Hoffmann held the Stirnschen in his right hand as his left instructed her by fiddling his fingers near his thigh. “Hike up your dress just a little higher, my darling.”
“Are you sure about this, Herr Hoffmann?”
“Quite sure.” She complied, but he said, “Higher still. You have panties on?”
She crossed her eyes at him.
“Then please raise the dress just to your panties, Geli. High as a bathing suit would be, so we can see the beauty in that sturdy young thigh, that womanly rump.”
“Womanly’ meaning fat?” She inched the hem of her dress up until she could feel it touching the joint of her thighbone.
“Alluring,” he said. “Enticing to hands. Will you bend over for me a little?”
She did. “I feel like I should be beating loinclot
hs on rocks.”
Hoffmann adjusted his shutter speed and stalked his pictures, walking sideways, crouching, getting up on his toes, even surging ankle high through the Hintersee in his white tennis flannels.
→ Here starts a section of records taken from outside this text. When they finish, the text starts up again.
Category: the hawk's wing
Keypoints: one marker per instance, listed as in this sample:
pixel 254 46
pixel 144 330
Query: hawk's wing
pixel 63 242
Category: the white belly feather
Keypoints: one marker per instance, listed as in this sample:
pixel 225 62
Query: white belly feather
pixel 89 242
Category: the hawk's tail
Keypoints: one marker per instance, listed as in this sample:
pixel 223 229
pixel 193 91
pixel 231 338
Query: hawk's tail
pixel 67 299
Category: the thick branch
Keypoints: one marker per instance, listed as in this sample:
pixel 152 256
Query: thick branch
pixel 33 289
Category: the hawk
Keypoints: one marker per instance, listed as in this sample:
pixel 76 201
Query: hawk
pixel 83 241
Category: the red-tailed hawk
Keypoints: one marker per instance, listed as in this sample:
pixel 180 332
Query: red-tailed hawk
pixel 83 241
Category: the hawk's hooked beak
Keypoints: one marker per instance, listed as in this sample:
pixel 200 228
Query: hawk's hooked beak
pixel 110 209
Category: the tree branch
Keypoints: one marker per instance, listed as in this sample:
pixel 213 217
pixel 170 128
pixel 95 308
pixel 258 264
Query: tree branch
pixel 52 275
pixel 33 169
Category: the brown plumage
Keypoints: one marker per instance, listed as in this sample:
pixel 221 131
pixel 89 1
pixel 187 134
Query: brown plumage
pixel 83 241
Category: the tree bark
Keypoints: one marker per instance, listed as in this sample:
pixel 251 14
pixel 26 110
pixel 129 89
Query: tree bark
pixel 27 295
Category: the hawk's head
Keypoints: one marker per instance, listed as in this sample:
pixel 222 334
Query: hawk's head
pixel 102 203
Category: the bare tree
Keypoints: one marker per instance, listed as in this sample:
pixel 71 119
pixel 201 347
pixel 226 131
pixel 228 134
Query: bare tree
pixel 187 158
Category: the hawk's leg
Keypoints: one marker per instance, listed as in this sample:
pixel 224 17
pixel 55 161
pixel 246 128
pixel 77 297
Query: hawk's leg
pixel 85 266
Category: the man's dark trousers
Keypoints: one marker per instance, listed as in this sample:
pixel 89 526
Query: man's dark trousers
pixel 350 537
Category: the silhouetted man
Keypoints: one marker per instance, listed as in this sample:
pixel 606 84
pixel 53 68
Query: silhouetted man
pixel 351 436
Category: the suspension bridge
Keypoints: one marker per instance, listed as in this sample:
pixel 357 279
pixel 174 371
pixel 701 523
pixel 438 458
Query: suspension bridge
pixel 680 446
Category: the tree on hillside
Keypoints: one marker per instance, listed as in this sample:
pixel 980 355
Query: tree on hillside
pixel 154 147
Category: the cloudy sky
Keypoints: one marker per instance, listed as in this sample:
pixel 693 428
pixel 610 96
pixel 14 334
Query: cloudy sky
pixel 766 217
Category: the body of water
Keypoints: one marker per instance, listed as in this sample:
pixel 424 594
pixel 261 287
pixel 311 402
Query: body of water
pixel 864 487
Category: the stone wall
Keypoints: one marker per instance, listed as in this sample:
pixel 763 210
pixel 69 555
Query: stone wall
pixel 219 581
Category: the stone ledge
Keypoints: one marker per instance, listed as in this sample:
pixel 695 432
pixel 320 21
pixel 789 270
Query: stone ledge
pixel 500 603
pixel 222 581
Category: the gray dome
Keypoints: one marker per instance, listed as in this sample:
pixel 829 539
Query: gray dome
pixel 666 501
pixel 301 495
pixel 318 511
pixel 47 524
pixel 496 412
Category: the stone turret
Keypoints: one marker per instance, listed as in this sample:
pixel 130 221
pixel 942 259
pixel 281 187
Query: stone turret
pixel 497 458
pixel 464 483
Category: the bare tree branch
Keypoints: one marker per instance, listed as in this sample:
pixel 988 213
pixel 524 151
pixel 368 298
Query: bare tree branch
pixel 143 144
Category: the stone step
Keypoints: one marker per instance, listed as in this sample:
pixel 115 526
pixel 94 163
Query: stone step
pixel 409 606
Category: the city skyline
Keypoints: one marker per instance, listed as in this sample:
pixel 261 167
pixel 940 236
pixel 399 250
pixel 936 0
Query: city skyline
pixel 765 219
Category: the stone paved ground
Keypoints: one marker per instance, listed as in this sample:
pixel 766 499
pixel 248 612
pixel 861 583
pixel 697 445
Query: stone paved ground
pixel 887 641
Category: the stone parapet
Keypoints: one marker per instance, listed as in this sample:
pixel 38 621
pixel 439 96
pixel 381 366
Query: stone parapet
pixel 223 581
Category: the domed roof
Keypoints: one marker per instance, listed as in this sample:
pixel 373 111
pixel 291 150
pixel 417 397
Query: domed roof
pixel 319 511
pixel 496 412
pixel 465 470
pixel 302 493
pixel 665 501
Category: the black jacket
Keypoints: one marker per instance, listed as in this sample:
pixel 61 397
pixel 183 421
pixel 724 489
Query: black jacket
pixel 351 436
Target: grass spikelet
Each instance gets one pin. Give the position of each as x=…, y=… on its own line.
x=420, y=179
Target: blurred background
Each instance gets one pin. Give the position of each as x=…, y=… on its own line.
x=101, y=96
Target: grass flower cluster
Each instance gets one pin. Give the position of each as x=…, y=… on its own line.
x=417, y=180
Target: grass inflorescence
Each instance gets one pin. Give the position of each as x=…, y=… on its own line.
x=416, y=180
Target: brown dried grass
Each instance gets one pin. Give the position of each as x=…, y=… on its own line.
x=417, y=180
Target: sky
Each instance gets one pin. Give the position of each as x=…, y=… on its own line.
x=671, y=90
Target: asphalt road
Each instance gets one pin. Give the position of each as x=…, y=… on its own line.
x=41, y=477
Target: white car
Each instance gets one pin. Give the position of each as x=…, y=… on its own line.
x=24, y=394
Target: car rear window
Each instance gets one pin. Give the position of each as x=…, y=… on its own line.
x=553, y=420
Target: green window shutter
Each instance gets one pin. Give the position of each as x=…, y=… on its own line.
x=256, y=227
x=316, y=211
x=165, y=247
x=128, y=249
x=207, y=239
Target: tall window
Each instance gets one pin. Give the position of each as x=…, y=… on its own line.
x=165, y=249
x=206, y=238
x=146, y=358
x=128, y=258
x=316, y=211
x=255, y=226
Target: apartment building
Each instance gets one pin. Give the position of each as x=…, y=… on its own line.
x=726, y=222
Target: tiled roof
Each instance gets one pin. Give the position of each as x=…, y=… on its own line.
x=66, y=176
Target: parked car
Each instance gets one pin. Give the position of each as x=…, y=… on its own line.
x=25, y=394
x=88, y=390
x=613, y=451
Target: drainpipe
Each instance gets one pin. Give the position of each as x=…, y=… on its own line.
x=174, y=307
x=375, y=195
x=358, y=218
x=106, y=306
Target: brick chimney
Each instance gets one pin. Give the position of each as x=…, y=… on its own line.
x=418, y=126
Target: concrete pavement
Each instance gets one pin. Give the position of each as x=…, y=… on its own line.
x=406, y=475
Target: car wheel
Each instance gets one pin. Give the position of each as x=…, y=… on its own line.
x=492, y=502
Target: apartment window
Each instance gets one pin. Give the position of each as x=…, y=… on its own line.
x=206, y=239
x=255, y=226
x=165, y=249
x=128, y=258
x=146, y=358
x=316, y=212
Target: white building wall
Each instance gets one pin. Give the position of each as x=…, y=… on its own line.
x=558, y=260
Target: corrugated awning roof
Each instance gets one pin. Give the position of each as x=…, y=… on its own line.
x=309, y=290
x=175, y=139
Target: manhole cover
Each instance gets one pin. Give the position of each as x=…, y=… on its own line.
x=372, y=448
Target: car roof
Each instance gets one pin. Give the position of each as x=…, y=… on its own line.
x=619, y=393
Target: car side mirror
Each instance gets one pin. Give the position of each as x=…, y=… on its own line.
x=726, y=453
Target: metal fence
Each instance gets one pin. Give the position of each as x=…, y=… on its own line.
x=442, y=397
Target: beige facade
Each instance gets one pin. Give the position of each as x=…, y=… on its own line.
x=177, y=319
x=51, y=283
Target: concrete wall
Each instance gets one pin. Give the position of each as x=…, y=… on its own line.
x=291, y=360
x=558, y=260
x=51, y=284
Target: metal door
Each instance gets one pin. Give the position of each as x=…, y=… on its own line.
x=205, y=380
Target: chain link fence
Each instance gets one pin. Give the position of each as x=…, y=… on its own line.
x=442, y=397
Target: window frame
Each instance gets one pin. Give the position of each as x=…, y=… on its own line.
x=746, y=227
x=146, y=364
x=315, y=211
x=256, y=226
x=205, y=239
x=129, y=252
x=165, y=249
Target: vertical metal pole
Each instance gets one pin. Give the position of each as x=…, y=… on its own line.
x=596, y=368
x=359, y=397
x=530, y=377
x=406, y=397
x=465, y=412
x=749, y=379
“Are you taking these photos for yourself?” she asked.
“For whom do you think?”
“Uncle Alf.”
She heard his silence, and the shutter again. And he said, “Worse than that. It’s for Röhm’s storm troopers. We’ll put one in every locker.”
She laughed at him then, and he got it on film.
That evening, when Hitler and the houseguests were waiting for dinner outside, Geli’s jackdaw flew down to the terrace and Hitler shouted for his niece to halt food preparations and show Henny and Heinrich one of the jackdaw’s tricks.
She hurried out to the terrace in a white apron and said, “We have flank steaks cooking.” She then got an inch-square piece of red fabric and affixed it to a chink in the wall. She cawed a few times and the jackdaw flew to the fabric and tugged it from the chink.
“Remarkable,” Hoffmann said.
“Shh,” Hitler hissed. “There’s more.”
She cawed again and the jackdaw flew over to the café table where Geli was sitting, hopped within a few inches of her face, and let the fabric fall from its beak. “And now our good-bye, Schatzi,” she said. The jackdaw held up his beak to be kissed, then took half a biscuit from her hand and flew off the terrace.
“Marvelous!” Hitler exclaimed. “Geli, that was fantastic!” And he wildly and thoroughly applauded her as she bowed first to him, then to the hoots and congratulations of Henny and her father, and then again to her uncle, whose hands were striking together long after the others had quit, his overjoyed eyes filling with tears as he raved, “She’s a miracle, isn’t she? She’s so beautiful, so gifted! Even birds have to obey her!”
“I have flank steaks in the oven,” she said, and went inside.
Within a few minutes Heinrich Hoffmann was in the kitchen, filling his wineglass beside her. They both could still hear her uncle praising her. “You’re quite a hit with Herr Hitler,” Hoffmann said.
She got butter from the icebox.
“You gave that jackdaw a name?” he asked.